Wang Anshi, who served as chief counselor to Emperor Shenzong (reign 1067-1085), made a concerted effort to correct this abuse. Identifying the extortion of poor farmers as the fundamental problem, he proposed that the government directly offer loans to farmers at far lower interest rates. Wang understood that making it easier for small farmers to maintain viable farms would grow the government’s tax revenue without raising the tax rate.

Wang set the ceiling on interest rates for all rural loans at 100 percent (an indicator of how extensive the abuse was before the reforms) and allowed farmers to borrow from local government treasuries at a 20 percent interest rate. In addition, he proposed that the state lend critical cavalry horses to these farmers during peacetime so that the animals could help increase agricultural output while also enabling the government to maintain a vital military asset at a lower cost. Finally, the government conducted new land surveys to register previously unaccounted plots owned by the great rural estates and ensure that the tax burden was justly distributed.

The government’s microloan program prevented small farmers from paying unproductive rents to exploitative money lenders. Instead, the nation’s income was reinvested in farms and household industries.

Moreover, these policies kept more rural workers on their land, generating income that the government could tax. In addition, the reassessment forced the wealthy to finally pay their share of the burden. This all created more tax revenue to fund defense without raising tax rates.

But these reforms faced immediate and staggering opposition from elites who had prospered under the old system. When a famine struck northern China, these critics pounced. They pinned the suffering of the afflicted farmers on the excessive burdens created by government loans. They depicted Wang as someone who placed the state’s fiscal priorities ahead of human lives.

This criticism conveniently ignored the fact that the effects of the famine would have been far worse under the previous system of unchecked private exploitation. Moreover, Wang had explicitly left the loan payment system outside the central public financing apparatus as a safeguard against these loans becoming a source of profit for the government and tempting future administrations into predatory lending.

But however unfair and disingenuous the criticism, with the country’s elites unified against Wang, Emperor Shenzong eventually dismissed him from government and the Chinese government rolled back many of his reforms after the monarch’s death in 1085. In the absence of government regulations, the wealthy returned to exploiting their local communities and evading tax obligations.

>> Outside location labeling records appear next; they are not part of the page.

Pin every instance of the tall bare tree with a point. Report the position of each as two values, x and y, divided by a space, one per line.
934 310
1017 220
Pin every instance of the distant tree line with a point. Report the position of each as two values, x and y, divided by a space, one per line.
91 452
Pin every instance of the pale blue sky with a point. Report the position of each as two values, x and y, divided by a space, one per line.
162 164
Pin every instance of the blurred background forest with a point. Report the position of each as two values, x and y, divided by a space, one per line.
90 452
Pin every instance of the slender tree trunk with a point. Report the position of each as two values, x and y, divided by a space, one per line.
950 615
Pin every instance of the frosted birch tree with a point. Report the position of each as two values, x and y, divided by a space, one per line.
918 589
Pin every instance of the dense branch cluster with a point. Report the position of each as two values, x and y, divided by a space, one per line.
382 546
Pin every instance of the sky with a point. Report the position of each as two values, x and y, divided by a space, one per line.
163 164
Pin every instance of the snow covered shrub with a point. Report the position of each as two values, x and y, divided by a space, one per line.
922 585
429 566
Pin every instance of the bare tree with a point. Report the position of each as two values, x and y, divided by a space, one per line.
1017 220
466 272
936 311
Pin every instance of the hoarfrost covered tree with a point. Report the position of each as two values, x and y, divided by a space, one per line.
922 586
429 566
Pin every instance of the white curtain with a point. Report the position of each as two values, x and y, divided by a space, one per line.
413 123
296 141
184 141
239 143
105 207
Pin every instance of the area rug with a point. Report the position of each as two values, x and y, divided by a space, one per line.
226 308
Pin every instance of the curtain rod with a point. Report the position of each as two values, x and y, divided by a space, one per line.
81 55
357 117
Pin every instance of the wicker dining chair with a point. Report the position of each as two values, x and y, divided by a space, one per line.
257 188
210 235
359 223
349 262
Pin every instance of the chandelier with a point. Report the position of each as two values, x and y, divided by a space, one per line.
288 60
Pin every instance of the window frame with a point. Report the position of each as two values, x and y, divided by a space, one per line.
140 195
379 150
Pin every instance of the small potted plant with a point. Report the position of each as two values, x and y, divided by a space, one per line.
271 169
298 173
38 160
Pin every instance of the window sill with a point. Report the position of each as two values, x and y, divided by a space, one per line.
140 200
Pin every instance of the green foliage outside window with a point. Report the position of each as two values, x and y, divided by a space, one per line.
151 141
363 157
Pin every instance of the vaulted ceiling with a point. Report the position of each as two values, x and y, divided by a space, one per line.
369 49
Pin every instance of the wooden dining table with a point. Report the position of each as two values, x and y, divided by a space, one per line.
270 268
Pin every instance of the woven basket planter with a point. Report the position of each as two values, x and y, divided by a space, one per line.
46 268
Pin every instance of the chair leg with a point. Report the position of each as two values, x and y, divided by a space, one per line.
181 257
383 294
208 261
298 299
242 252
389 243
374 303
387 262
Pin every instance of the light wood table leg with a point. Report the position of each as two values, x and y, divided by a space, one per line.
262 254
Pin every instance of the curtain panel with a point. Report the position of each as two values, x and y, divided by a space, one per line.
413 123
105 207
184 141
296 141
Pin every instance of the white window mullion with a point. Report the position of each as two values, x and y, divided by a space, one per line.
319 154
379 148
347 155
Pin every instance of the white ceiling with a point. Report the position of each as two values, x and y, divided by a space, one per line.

Unsurprisingly, the displacement of rural workers and the government’s fiscal crisis returned as well.

Just as they had in the 10th century, these actions by society’s most privileged members left the Chinese army infamously ill-equipped against external threats. Even worse, they also catalyzed rural uprisings that diverted the government’s attention and limited resources.

And a new competitor — the Jin empire — exploited this weakness. In 1126, the Jin sacked the Chinese capital and occupied the Yellow River Valley. Although the Song imperial court survived by evacuating to southern China, Kublai Khan’s Mongolian invasion in 1279 ultimately snuffed it out.

The United States today faces a multitude of internal and global challenges ranging from the coronavirus to climate change. These problems can’t be solved easily without collective action. However, proposals for mobilizing resources to implement preventive public policies face pushback from many members of the super-rich class who often pay no income tax but consider any additional contribution to the government too onerous.

Yet the history of the Song dynasty reveals that the wealthy can underestimate the risks that their society faces, leaving public institutions ill-equipped to address clear and present dangers.